Il n’existe aujourd’hui nulle part dans le monde un enseignement de l’histoire digne de ce nom qui ne soit pas fondé sur l’examen attentif, précis et minutieux des sources tel qu’il fut instauré [,..] par les séminaires alle­mands2.

La moitié des historiens titulaires de postes de profes­seurs d’histoire aux États-Unis dans les années 1880 et 1890 avaient fait leurs études en Allemagne et Ranke est le premier étranger fait membre honoraire de l’American Historical Association après sa fondation en 1884. À sa mort en 1886, l’Université Syracuse de New York a acheté ses archives personnelles en raison du rôle essentiel qu’il avait joué dans la naissance de l’histoire comme discipline moderne.

Malgré la volonté de Ranke d’aller au-delà de l’his­toire allemande, l’histoire est devenue une discipline uni­versitaire alors même que se développait le nationalisme et, avec lui, la conviction de plus en plus forte de la supériorité de l’Europe sur le reste du monde.
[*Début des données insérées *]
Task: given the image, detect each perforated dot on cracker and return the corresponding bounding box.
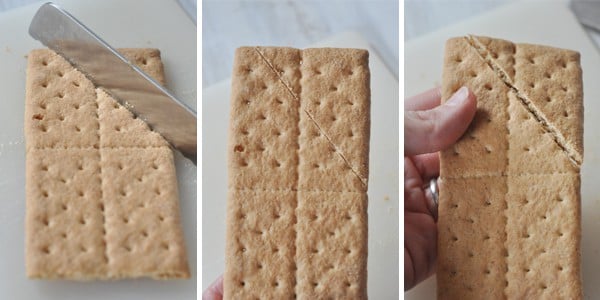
[225,47,370,299]
[439,36,582,298]
[24,48,190,280]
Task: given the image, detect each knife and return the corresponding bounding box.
[29,2,197,163]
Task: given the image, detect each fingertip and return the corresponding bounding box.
[404,86,479,155]
[462,87,478,122]
[443,86,477,119]
[429,87,478,150]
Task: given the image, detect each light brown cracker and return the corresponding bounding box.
[228,47,301,190]
[97,89,168,148]
[437,177,507,299]
[298,117,365,192]
[440,37,509,178]
[118,48,166,86]
[439,36,582,298]
[505,174,580,299]
[24,48,189,279]
[467,35,583,164]
[255,46,302,96]
[300,48,370,187]
[296,191,368,299]
[471,35,584,169]
[25,49,99,149]
[511,43,583,163]
[507,91,578,174]
[25,149,106,278]
[100,148,188,278]
[225,47,370,299]
[225,189,297,299]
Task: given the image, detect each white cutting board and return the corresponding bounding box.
[405,0,600,298]
[202,32,399,299]
[0,1,197,299]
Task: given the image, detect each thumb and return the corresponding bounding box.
[404,87,477,156]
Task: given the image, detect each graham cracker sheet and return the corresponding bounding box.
[24,48,190,279]
[438,35,583,299]
[225,46,370,299]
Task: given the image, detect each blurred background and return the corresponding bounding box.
[405,0,515,42]
[0,0,197,22]
[202,0,398,86]
[0,0,38,10]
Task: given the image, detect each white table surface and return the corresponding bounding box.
[405,0,600,46]
[202,0,399,86]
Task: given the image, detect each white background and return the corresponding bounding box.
[202,0,398,86]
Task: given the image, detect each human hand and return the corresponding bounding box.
[203,275,224,300]
[404,86,477,290]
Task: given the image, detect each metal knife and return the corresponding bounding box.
[29,2,197,163]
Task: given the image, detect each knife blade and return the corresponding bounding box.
[29,2,197,163]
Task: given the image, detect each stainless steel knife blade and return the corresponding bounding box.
[29,2,197,163]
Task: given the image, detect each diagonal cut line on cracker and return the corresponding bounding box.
[464,35,581,167]
[253,47,368,188]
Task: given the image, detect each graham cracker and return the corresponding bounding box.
[296,191,368,299]
[439,36,582,298]
[437,177,507,299]
[24,48,190,279]
[225,189,297,299]
[505,174,581,299]
[225,47,370,299]
[439,37,510,178]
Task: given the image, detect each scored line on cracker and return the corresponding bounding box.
[442,171,576,179]
[94,89,109,266]
[253,47,368,188]
[464,35,581,166]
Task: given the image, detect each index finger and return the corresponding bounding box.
[405,87,441,111]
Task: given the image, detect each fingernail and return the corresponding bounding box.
[446,86,468,106]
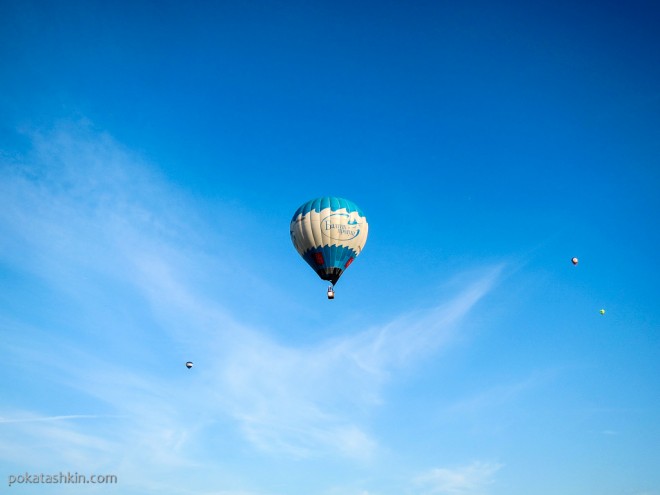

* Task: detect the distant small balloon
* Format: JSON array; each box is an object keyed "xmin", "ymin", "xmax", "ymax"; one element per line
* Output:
[
  {"xmin": 186, "ymin": 361, "xmax": 193, "ymax": 369},
  {"xmin": 599, "ymin": 309, "xmax": 605, "ymax": 315},
  {"xmin": 571, "ymin": 257, "xmax": 578, "ymax": 265}
]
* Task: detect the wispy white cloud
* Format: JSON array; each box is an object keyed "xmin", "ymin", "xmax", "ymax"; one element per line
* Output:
[
  {"xmin": 0, "ymin": 408, "xmax": 121, "ymax": 471},
  {"xmin": 0, "ymin": 414, "xmax": 124, "ymax": 423},
  {"xmin": 414, "ymin": 461, "xmax": 504, "ymax": 495},
  {"xmin": 0, "ymin": 122, "xmax": 502, "ymax": 493},
  {"xmin": 210, "ymin": 268, "xmax": 500, "ymax": 460},
  {"xmin": 446, "ymin": 372, "xmax": 550, "ymax": 416}
]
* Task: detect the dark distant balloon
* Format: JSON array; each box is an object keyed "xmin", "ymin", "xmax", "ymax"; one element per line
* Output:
[
  {"xmin": 185, "ymin": 361, "xmax": 193, "ymax": 369},
  {"xmin": 571, "ymin": 257, "xmax": 578, "ymax": 265}
]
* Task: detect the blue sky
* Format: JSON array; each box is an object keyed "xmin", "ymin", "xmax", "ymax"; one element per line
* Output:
[{"xmin": 1, "ymin": 1, "xmax": 659, "ymax": 494}]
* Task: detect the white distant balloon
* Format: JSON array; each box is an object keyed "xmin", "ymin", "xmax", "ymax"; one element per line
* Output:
[
  {"xmin": 571, "ymin": 257, "xmax": 578, "ymax": 265},
  {"xmin": 185, "ymin": 361, "xmax": 193, "ymax": 369}
]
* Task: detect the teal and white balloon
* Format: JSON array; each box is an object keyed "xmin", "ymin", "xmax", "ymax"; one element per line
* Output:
[{"xmin": 290, "ymin": 197, "xmax": 368, "ymax": 286}]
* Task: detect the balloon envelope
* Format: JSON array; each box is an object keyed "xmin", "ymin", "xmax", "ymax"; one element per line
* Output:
[
  {"xmin": 290, "ymin": 197, "xmax": 368, "ymax": 285},
  {"xmin": 572, "ymin": 257, "xmax": 578, "ymax": 265},
  {"xmin": 186, "ymin": 361, "xmax": 193, "ymax": 369}
]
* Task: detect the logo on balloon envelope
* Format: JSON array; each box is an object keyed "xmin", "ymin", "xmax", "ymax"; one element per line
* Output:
[{"xmin": 321, "ymin": 213, "xmax": 361, "ymax": 241}]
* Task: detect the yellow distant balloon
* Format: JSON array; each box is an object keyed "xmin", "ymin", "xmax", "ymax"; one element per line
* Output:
[{"xmin": 599, "ymin": 309, "xmax": 605, "ymax": 315}]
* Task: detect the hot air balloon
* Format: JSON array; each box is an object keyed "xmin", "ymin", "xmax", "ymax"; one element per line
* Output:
[
  {"xmin": 571, "ymin": 257, "xmax": 578, "ymax": 265},
  {"xmin": 599, "ymin": 309, "xmax": 605, "ymax": 315},
  {"xmin": 186, "ymin": 361, "xmax": 193, "ymax": 369},
  {"xmin": 290, "ymin": 197, "xmax": 368, "ymax": 298}
]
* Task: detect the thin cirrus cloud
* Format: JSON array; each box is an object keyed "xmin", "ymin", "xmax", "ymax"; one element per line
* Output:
[
  {"xmin": 0, "ymin": 123, "xmax": 502, "ymax": 491},
  {"xmin": 0, "ymin": 414, "xmax": 123, "ymax": 424},
  {"xmin": 212, "ymin": 268, "xmax": 502, "ymax": 460},
  {"xmin": 414, "ymin": 461, "xmax": 504, "ymax": 495}
]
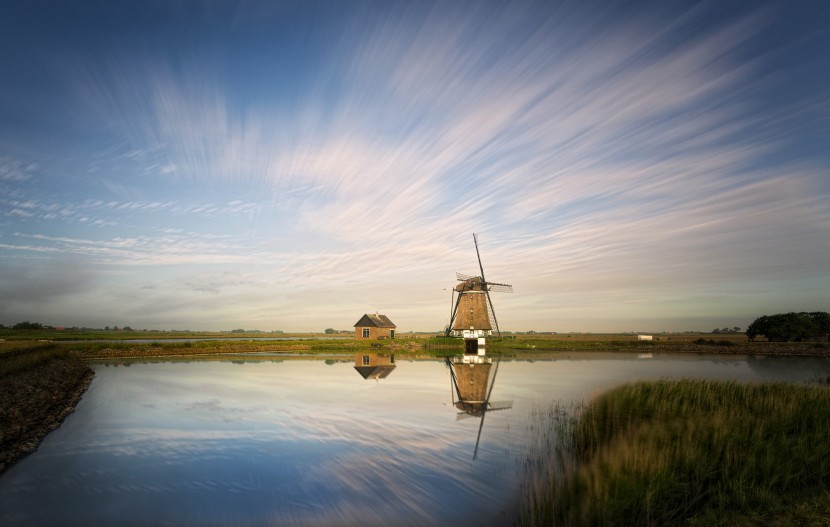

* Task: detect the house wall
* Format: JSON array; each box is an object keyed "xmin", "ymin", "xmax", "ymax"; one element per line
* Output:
[
  {"xmin": 354, "ymin": 352, "xmax": 394, "ymax": 366},
  {"xmin": 354, "ymin": 326, "xmax": 395, "ymax": 340}
]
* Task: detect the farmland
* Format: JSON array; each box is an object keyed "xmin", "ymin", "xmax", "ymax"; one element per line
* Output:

Les historiens se sont empressé de raconter l’histoire de leur pays en s’intéressant plus particulièrement à la montée en puissance de l’Etat bureaucratique moderne comme signe de la supériorité manifeste de l’Europe. L’écriture de l’histoire européenne est devenue la norme, non seulement pour les historiens américains, mais pour ceux du monde entier. Des étu­diants sud-américains, africains et asiatiques se sont ainsi rendus en Europe pour y recevoir une formation docto­rale en histoire, l’Europe de l’ouest est devenue modèle en matière d’historiographie et les techniques d’investigation historique développées en Europe ont influencé les histo­riens de part le monde. Face aux défis de l’impérialisme européen, les historiens chinois et japonais, par exemple, se sont efforcés de rattraper leurs homologues occidentaux.


Le succès des mouvements de décolonisation qui ont suivi la Seconde Guerre mondiale aurait dû aboutir à la remise en cause de ce modèle « eurocentré » bien avant les années 1990, mais depuis, les attaques se sont intensifiées. Dipesh Chakrabarty a ouvert la voie avec un texte publié pour la première fois en 1992 et dont l’influence ne s’est pas dé­mentie par la suite :

Il est désormais manifeste que l’Europe fait office de référent silencieux en matière de savoir historique et il existe au moins deux symptômes ordinaires du caractère subalterne de l’histoire des pays non-occidentaux ou du Tiers-Monde. Les historiens de ces pays éprouvent le besoin de citer des ouvrages portant sur l’histoire euro­péenne tandis que les historiens de l’Europe n’éprouvent aucun besoin de faire l’inverse [...] les « grands noms » et les modèles du travail de l’historien sont toujours, au moins culturellement, « européens ». « Ils » travaillent dans l’ignorance relative de l’histoire des pays non-occi­dentaux, sans que cela semble affecter la qualité de leurs travaux. C’est une attitude que « nous » ne pouvons nous permettre, de même que nous ne pouvons nous permettre une ignorance réciproque ou symétrique sans prendre le risque de paraître « vieux-jeu » ou « dépassés3 ».